The first resource is a toolkit for identifying less-hazardous chemical substitutes. It provides information, methods, tools and guidance to “either eliminate hazardous chemicals or make informed substitution decisions in the workplace by finding a safer chemical, material, product or process.” The second resource includes three annotated Permissible Exposure Limit tables (PELs) that provide side by side comparisons of OSHA PELs with recommended exposure limits from the National Institute of Occupational Safety and Health (NIOSH), the American Conference of Governmental Industrial Hygienists and the required PELs of California’s Division of Occupational Safety and Health.

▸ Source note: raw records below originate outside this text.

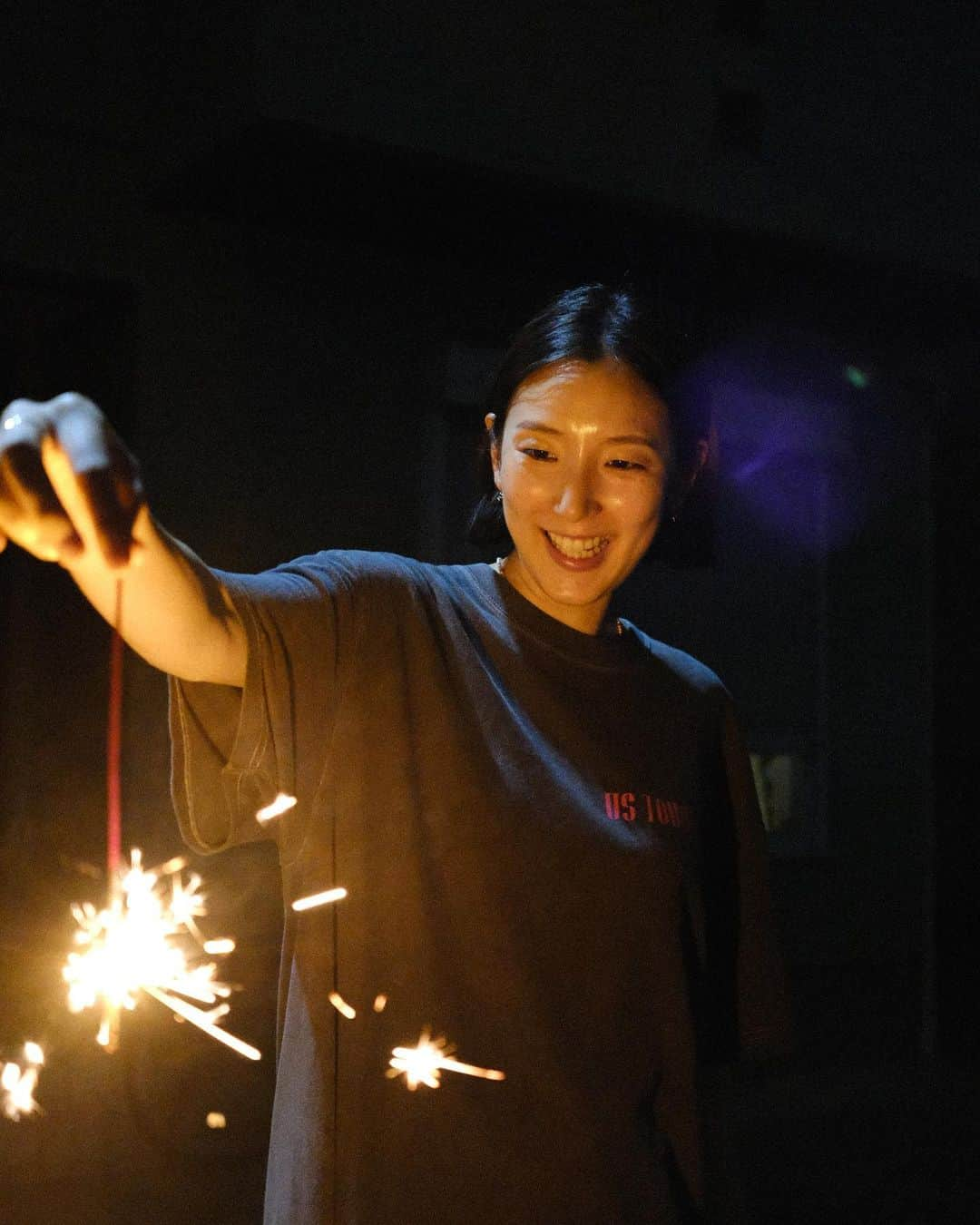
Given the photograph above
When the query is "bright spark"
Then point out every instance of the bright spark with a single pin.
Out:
(282, 802)
(342, 1006)
(147, 941)
(17, 1083)
(318, 899)
(426, 1063)
(218, 947)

Most of OSHA’s PELs were adopted in the early 1970s and based on scientific research from the 1940s through 1960s. Since then, OSHA has initiated and finalized just one new PEL [PDF] in 2006 as part of a comprehensive standard for hexavalent chromium exposure. In the meantime, non-governmental organizations have continued to update their own occupational exposure limits (OELs) for chemicals found in the workplace, which many employers implement voluntarily. Dr. David Michaels, assistant secretary of labor for OSHA, said that “the complexity of OSHA’s current rulemaking process makes it extremely difficult for us to update our chemical standards and issue new standards in a reasonable period of time.” However, the agency said it plans to start work on updating [PDF] its PELs with a request for information (RFI). These plans were delayed due to the recent federal government shutdown, but the agency expects the RFI to be published in the next couple of months.

OSHA is working closely with the U.S. Environmental Protection Agency (EPA) to ensure that when the EPA processes applications for new use of chemicals (SNUNs), they consider worker exposure. However, the agency made clear that the contents of the web resources were informational in nature and will not be used by OSHA in the enforcement process.